The second warp was in brighter mid-blue 100% merino wool, 110/2; the sett was 18 DPI, and once again, in 14-end straight draw; Shafts 15 and 16 weaving two ends of plain weave at both selvedges.

In the third piece, I used a teal-colored possum/merino/silk blend in the weft. The main part with long curves is woven in a modified version of #44659 from Kris Bruland's Handweaing.net; at each ends there are short portions of modified #31216 to represent the sand and the water's edge. This is the more-my-style effort after the hissy fit concerning the first two pieces.

I contemplated for a very long time whether to embellish this piece with small glass beads, not only in the selvedges and fringes, but in the main body of the shawl to accentuate the curves, but in the end I vetoed the idea, as I would really like the pattern (weave structure) to be seen. I like this piece better than the first two, because if nothing else, it looks and feels a little more familiar to me, and it shows off the weave structure, but I am aware this (or anything in "my style") may not be a particularly noticeable piece in an Exhibit(ion).
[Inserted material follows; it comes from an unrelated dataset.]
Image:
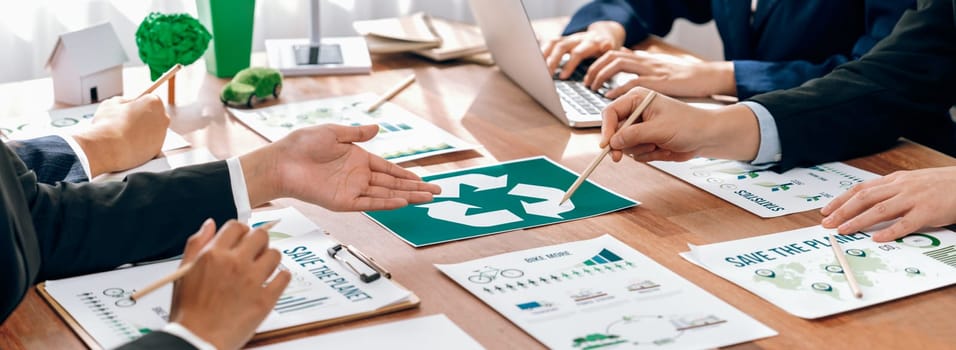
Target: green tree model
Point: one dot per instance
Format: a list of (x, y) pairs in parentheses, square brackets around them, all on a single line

I was also reminded that "my" weaving is harder to photograph as there is usually less contrast in hue/value; my camera was whizzing trying to find good spots to focus.

In the fourth piece, I used the same 100% merino as in the warp, but in variegated pale blue, a combination expected to produce the thinnest textile thus far. The weave is a modified version of "Merk's Fabric", (the pink dinosaur) on pages 12-13 of "The Best of Weavers: Twill Thrills" (XRX Books, 2004). I chose this weft color because I wanted to show the sea foam as well as the water, but in retrospect I wished I had chosen a color more similar in value to the warp to show off the weave structure. (Although, because of the contrast, this piece was much easier to photograph than the third piece.)

This shawl has particularly fine (2+2 ends) fringes which were intended to match the weave and the anticipated fineness of the cloth: the shawl fluffed up in the wet finish, and the fringes are too light-weight to hang properly, so I think I will return to my regular size (4+4 or 6+6 ends) fringes, which also takes up far shorter time. The textile has a lovely spongy feel.

Thus far, I have created four pieces with quite diverse looks and textures, and the phrase that keeps haunting me is "all over the place". "My style" is less striking from a distance and I worry how they would look in an Exhibit(ion).


Beryl Moody said...

Thanks for putting in the link to the draft for the shawl that looks like an undulating twill. I have used several drafts from this book myself.

My advice (for what it is worth) is not to worry about being "all over the place". I find that there is always a person who will love those pieces you are most worried about:-)

Meg said...

No problem, Beryl. I need to keep reminding myself exactly what you said; so true.